In a speech to graduates of an air force pilot's course at a base in southern Israel, Olmert indicated he is softening his opposition. "The state of Israel is open to any murmur of peace from our neighbors and across our borders," he said.
"If our enemies genuinely want peace, they will find in us a fair partner, determined to establish relations of peace, friendship and reciprocity," he added.
Olmert's spokeswoman, Miri Eisin, played down the comments.
"He has constantly said that if we see anything different, a glimpse of change, then that would be interesting and could make a difference," she said.
There was no immediate reaction from Syria, where government offices were closed at the beginning of an eight-day holiday.
In recent weeks, Syrian President Bashar Assad has offered to restart peace talks with Israel. The offers came in different forms, including news interviews.
In Jerusalem, U.S. Sen. Arlen Spector, who came to Israel after talks in Syria with Assad, said the Syrian leader has asked him to deliver a message: "Syria is very interested in peace negotiations with Israel." But when pressed about whether there were preconditions, Spector told Channel 10 TV, "it got to be a little fuzzy." He said Israel would have to judge whether the offer was serious.
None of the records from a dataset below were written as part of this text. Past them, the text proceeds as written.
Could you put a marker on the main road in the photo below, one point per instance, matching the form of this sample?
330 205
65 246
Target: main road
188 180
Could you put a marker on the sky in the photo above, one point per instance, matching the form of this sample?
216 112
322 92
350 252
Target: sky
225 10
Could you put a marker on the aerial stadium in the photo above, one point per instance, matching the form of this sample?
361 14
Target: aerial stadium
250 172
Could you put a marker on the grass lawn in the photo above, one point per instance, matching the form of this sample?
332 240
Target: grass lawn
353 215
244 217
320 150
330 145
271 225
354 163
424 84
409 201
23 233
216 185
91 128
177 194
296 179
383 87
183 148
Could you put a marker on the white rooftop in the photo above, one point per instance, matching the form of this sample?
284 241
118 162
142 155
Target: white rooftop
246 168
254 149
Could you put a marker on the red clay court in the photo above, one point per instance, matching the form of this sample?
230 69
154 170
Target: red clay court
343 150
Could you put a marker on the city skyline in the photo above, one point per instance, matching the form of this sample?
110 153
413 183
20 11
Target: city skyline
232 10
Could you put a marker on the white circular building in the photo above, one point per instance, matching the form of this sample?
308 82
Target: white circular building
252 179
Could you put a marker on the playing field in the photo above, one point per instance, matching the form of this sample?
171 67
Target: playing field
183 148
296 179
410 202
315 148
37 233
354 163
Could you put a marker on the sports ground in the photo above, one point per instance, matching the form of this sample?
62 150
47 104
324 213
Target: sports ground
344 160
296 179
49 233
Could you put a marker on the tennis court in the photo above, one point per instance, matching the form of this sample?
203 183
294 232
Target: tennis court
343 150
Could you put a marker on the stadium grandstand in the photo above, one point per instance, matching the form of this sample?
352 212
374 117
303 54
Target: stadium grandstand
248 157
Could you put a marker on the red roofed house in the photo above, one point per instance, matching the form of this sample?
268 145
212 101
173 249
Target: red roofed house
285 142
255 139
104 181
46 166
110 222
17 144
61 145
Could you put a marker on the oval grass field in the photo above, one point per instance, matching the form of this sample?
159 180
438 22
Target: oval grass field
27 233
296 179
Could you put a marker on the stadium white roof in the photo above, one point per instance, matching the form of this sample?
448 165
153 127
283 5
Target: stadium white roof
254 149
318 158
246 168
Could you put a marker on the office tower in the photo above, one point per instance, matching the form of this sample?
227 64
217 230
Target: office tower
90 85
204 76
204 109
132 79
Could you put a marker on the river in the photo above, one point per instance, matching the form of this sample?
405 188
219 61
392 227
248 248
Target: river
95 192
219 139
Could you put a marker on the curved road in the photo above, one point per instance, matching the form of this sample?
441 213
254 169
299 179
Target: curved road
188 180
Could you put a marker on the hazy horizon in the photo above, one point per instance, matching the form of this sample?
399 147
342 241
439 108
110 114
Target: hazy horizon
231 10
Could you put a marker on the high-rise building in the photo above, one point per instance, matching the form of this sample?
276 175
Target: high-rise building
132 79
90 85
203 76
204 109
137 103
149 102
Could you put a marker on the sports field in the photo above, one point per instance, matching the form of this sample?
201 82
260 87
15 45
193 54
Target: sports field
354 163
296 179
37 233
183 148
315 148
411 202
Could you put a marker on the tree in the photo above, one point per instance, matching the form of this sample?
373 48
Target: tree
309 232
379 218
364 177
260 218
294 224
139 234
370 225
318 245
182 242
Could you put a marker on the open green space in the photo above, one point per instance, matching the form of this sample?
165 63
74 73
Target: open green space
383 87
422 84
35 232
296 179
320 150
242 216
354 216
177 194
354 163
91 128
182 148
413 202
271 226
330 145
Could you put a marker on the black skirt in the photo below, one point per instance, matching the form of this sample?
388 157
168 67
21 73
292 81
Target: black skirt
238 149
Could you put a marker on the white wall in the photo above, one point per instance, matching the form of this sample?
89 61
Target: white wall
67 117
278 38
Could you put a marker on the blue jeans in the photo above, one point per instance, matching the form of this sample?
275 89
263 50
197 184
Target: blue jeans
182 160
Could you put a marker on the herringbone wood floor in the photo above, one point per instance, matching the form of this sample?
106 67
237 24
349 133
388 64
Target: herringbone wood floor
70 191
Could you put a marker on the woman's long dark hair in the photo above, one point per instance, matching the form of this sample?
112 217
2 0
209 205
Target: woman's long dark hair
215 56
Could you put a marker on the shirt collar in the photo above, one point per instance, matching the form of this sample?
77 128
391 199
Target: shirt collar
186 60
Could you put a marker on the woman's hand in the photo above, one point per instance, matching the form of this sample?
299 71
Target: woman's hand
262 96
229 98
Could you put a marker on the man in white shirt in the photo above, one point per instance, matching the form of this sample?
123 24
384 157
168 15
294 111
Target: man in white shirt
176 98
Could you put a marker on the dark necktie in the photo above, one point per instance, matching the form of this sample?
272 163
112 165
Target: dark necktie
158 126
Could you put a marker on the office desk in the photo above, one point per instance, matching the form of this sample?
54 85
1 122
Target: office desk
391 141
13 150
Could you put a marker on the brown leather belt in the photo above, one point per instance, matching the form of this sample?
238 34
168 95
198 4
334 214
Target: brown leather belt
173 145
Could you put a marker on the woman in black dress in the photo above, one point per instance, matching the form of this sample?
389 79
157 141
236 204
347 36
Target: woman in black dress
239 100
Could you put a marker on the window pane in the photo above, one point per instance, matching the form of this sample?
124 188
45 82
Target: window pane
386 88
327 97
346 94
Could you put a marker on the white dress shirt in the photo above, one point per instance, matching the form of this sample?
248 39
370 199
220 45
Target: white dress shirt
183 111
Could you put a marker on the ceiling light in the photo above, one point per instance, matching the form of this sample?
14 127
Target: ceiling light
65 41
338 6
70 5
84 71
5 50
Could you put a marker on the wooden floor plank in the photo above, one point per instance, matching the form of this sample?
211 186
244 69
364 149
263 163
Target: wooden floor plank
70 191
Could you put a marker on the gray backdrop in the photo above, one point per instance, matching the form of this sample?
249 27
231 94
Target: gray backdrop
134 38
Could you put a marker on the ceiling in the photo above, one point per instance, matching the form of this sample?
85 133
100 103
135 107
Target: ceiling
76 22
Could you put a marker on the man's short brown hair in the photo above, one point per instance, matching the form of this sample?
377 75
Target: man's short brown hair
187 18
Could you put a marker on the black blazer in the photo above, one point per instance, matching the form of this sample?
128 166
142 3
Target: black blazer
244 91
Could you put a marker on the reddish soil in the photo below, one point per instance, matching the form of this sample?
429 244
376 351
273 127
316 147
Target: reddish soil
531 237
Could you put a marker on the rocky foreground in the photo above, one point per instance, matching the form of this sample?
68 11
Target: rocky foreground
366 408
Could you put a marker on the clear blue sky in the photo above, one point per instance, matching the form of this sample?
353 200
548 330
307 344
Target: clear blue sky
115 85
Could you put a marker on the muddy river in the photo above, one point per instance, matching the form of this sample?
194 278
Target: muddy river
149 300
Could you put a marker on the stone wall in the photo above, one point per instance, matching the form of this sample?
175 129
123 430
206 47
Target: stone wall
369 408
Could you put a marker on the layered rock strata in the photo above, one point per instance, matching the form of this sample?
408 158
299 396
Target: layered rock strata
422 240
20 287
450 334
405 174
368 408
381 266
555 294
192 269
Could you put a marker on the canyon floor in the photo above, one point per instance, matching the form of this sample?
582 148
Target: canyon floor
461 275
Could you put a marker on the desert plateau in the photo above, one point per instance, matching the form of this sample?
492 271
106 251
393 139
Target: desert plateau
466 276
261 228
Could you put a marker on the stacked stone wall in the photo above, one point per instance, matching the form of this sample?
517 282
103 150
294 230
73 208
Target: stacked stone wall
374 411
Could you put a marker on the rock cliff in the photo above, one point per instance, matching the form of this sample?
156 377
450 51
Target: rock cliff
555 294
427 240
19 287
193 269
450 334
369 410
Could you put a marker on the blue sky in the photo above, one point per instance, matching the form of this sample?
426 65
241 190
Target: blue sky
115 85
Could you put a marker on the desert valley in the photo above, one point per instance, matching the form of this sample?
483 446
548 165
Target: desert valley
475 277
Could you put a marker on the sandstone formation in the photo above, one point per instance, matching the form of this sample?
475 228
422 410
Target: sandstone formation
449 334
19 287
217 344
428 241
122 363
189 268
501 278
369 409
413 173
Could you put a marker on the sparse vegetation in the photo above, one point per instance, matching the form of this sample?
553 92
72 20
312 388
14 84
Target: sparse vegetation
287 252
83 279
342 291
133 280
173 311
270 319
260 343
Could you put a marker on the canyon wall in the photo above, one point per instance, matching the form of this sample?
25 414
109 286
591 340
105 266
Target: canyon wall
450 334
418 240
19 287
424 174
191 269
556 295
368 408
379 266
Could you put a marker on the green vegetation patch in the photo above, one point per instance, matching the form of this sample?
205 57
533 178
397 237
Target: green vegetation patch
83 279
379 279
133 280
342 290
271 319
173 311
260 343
The recent report for the White House by the Iraq Study Group, led by former Secretary of State James A. Baker III and former Democratic Rep. Lee Hamilton, urged Israel to reopen talks with Syria to help reduce tensions in the Mideast. Israel has rejected the report's conclusions.
In peace talks that broke down in 2000, Israel offered return of all of the captured Golan Heights, a strategic plateau Israel took from Syria in the 1967 Mideast war, but the negotiations foundered on Syrian demands for a foothold on the shore of the Sea of Galilee — a major source of Israeli drinking water — and conditions for peace it would give Israel.